Most visitors in Jerusalem make that wall a top priority, and tour groups decked out in matching vests following color coded banners make their way to the wall to pray. It’s the place where so much history happened. I understand a little of the fear and the disappointment. I think I understand why people would throw rocks and shoot rubber bullets after decades of conflict, and I suspect that I would be among their numbers depending on which side of the wall I’d been born on.
That wall was most likely near the place Jesus said should be a house of prayer for all nations. On the day that the men on one side threw rocks and the men on the other side shot rubber bullets, the wall stood as a reminder of the things that divide us.
I stood under the shadow of that wall to pray many times in the following months. I didn’t wear a shawl or bob or sway like the other men around me. But those prayers at the wall didn’t give me hope. If anything, I felt the weight of that wall, almost crushing me. Tucking a prayer scribbled on a piece of paper into the wall almost felt like I was making it stronger. How could a world with so much violence and division ever make it?
Slip-sliding my way down an alley in the Arab Quarter, I joined a group who visited an Arab Christian church. I didn’t think about the fact that most of the Israeli Christians were just about completely divided from this group who graciously welcomed a motley group of American college students. We sang together in a room packed with about 50 people. After the songs, a translator led us to a side room padded with red cushions where he translated the announcements, prayers, and sermon.

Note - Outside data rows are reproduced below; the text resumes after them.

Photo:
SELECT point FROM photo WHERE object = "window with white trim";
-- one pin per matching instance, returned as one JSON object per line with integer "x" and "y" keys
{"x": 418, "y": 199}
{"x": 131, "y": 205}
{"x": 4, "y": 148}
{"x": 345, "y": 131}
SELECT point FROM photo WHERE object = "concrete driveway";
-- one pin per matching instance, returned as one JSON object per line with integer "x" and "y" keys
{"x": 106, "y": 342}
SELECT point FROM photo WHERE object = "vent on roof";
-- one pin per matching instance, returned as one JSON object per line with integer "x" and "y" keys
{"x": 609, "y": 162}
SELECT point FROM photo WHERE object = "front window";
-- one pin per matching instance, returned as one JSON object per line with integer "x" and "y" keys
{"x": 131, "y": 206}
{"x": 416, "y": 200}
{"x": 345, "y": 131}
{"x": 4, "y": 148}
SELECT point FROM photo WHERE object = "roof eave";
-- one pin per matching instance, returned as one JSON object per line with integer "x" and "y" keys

They prayed the prayers for unity and peace that I needed someone else to pray for me. These people who were suffering the loss of business from bottled up checkpoints and trying to send food to families who were hardest hit also had the words for peace that I couldn’t string together.
Profound and life-changing as that experience was, I didn’t return to that little church. I can’t quite tell you why. I wish I had. If I returned to Jerusalem, I think I would slip down the limestone streets until I found it. But instead, I returned to the wall. Perhaps it’s easier to visit memorials and icons of our ideals. Perhaps seeking out the places where suffering meets hope is far more costly and personally challenging.
It’s easy to stand at that wall and to remember what Jesus said. It’s quite another thing to stand among the people experiencing poverty, fear, and uncertainty, joining them in their prayers that remain the only hope I have for tearing down the divisions in their land.